A sentire quella richiesta, il pensiero di Piton fu di compatire Lupin per la sua inclinazione a essere così tristemente monotematico.
Tonks, invece, fu sul punto di esplodere: come si permetteva, come poteva essere così insistente, curioso, e poi sostenere di non essere più innamorato di lei?
Era stanca, stanca di lottare con Remus e i suoi complessi, stanca di non capire cosa c’era ancora tra loro, di tutto quanto stava accadendo in quel mondo sempre più scuro e pericoloso.

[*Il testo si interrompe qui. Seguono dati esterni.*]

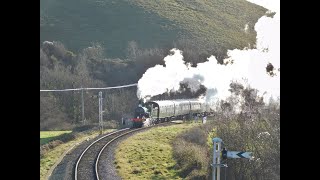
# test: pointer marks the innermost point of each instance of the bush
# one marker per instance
(191, 153)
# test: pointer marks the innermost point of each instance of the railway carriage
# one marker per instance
(160, 111)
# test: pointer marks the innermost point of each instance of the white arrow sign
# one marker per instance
(239, 154)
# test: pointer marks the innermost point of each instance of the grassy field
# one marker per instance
(150, 23)
(53, 155)
(47, 136)
(148, 155)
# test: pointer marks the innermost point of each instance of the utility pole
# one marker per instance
(100, 113)
(82, 103)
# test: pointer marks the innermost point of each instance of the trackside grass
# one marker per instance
(148, 155)
(47, 136)
(53, 155)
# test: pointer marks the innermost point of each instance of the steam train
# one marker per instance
(163, 111)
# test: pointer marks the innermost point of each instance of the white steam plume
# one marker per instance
(247, 63)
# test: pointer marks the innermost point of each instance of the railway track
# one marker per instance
(87, 166)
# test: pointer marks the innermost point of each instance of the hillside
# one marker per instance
(215, 25)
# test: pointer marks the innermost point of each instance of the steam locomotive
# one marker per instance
(155, 112)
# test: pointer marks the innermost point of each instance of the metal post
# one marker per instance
(218, 161)
(82, 102)
(216, 158)
(100, 112)
(214, 161)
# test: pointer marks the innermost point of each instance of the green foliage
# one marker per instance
(47, 136)
(148, 155)
(212, 25)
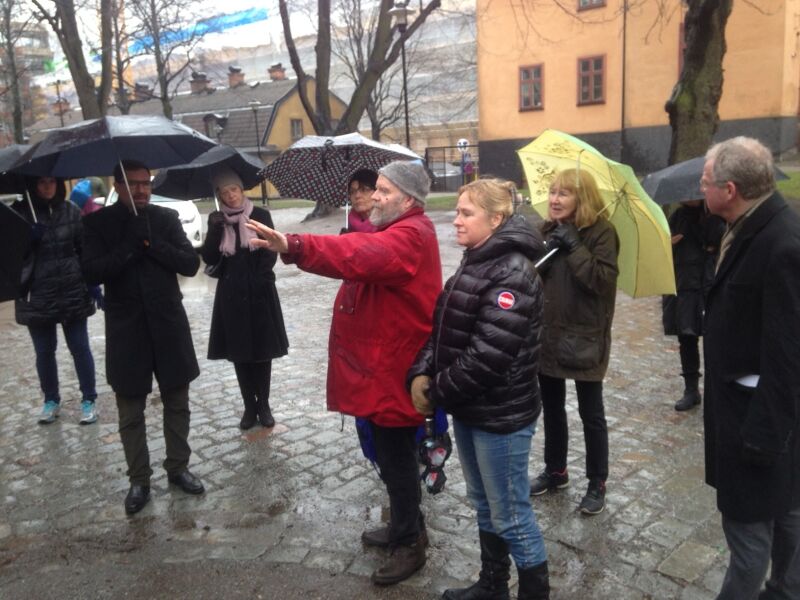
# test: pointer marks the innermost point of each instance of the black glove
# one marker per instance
(96, 293)
(138, 232)
(758, 457)
(37, 231)
(564, 236)
(216, 220)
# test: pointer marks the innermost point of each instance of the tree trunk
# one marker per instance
(12, 74)
(693, 106)
(106, 56)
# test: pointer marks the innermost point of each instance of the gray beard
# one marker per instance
(379, 217)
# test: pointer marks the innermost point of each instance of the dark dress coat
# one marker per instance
(247, 321)
(55, 290)
(694, 257)
(752, 327)
(147, 331)
(483, 354)
(580, 289)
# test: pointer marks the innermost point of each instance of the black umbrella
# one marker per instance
(681, 181)
(16, 235)
(96, 146)
(318, 167)
(193, 180)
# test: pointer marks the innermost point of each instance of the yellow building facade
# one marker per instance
(603, 70)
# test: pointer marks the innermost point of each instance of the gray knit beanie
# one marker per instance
(410, 177)
(225, 176)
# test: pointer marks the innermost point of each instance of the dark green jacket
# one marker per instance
(580, 289)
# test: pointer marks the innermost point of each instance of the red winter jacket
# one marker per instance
(382, 315)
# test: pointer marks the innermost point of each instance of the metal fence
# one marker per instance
(451, 166)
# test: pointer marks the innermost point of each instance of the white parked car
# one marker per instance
(190, 218)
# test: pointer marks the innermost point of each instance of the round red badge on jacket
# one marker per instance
(506, 300)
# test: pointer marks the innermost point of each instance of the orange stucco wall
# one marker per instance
(762, 72)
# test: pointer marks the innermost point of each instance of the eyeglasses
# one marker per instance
(362, 188)
(139, 184)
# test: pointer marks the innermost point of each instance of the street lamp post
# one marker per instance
(400, 13)
(254, 104)
(58, 102)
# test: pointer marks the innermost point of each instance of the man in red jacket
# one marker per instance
(382, 317)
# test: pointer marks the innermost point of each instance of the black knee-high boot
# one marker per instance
(534, 583)
(492, 583)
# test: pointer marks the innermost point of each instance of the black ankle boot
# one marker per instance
(492, 583)
(249, 415)
(264, 413)
(534, 583)
(691, 394)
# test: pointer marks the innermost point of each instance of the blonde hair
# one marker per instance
(494, 195)
(588, 203)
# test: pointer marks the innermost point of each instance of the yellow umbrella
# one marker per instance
(645, 254)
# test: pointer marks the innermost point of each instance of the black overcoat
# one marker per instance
(147, 331)
(247, 321)
(694, 257)
(752, 327)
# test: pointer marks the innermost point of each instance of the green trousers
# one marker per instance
(133, 433)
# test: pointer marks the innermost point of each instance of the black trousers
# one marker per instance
(254, 380)
(690, 355)
(133, 433)
(556, 433)
(396, 450)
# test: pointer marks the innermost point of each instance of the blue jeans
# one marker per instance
(495, 467)
(45, 343)
(752, 545)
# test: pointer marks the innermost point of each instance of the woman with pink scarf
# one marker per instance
(247, 322)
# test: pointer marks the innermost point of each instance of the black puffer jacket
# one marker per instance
(483, 354)
(55, 290)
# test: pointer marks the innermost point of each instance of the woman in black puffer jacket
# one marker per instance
(480, 365)
(54, 291)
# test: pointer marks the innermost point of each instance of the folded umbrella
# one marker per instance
(645, 254)
(681, 181)
(193, 180)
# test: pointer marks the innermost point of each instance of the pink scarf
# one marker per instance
(236, 217)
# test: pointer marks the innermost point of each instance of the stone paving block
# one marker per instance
(689, 561)
(667, 532)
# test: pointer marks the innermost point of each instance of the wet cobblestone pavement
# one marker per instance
(300, 494)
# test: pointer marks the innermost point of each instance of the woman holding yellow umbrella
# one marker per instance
(580, 283)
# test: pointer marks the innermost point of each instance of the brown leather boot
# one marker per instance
(379, 538)
(402, 564)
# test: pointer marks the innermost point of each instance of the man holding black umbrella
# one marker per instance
(137, 251)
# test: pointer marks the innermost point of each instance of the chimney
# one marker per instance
(277, 72)
(199, 82)
(142, 92)
(60, 106)
(235, 77)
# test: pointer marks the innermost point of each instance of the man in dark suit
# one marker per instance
(138, 254)
(752, 354)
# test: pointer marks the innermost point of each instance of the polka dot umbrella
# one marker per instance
(319, 167)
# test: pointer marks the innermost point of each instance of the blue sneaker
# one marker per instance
(49, 412)
(88, 414)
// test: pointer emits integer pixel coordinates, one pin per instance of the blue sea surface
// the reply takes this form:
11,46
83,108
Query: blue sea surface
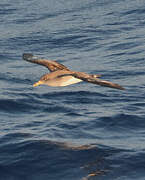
82,131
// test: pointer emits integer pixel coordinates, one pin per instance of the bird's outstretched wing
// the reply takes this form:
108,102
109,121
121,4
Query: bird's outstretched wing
51,65
95,80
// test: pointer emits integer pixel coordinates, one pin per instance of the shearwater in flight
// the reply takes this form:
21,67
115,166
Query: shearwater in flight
60,75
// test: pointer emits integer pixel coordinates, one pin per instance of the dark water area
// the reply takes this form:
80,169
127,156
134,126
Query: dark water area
82,131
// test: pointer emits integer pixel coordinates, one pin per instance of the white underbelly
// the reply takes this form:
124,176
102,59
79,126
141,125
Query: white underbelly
63,81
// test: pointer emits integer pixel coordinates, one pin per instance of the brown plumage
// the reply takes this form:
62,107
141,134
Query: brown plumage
61,76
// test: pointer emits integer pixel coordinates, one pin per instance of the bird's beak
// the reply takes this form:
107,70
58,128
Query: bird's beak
37,83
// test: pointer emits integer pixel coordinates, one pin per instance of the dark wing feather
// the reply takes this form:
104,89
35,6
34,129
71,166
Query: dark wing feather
89,78
51,65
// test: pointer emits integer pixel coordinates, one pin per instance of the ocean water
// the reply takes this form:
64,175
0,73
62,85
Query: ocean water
82,131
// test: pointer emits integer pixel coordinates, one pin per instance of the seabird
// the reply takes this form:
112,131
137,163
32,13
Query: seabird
60,75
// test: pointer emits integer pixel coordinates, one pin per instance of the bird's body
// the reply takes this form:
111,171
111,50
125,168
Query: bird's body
60,75
57,78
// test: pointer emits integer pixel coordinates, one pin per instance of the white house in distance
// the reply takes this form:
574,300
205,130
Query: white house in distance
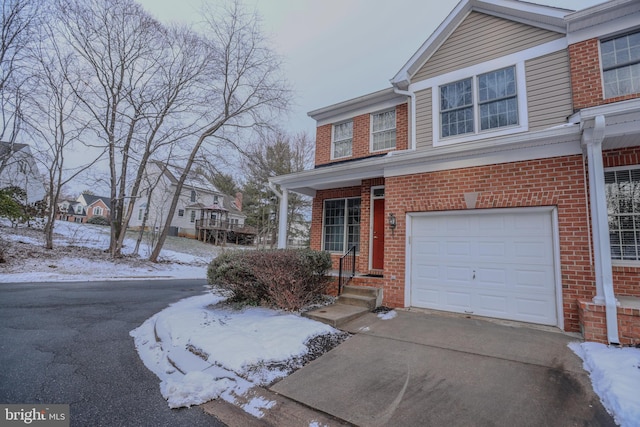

Inoltre, la ragazza odiava l’incoerenza; certo, era lei la prima spesso a non comportarsi in maniera sensata rispetto ai suoi principi, ma non sopportava che il mago prima negasse di farsi problemi sul suo possibile nuovo compagno, solo per poi minacciare quest’ultimo alla sua prima assenza.
Certo, Piton come rimpiazzo la faceva sembrare veramente disperata… Ma di chi sarebbe stata la colpa, se fosse stata così disperata da arrivare a tanto?
Si chiedeva di cosa Remus esattamente potesse essere tanto geloso; forse del loro modo di chiacchierare che avevano instaurato così in fretta, con il professore che la prendeva in giro ma che, allo stesso tempo, sotto la solita acredine, la rispettava. Lei, d’altro canto, gli rispondeva in maniera calma e controllata, in modo così diverso dal solito, dalle sue uscite abituali…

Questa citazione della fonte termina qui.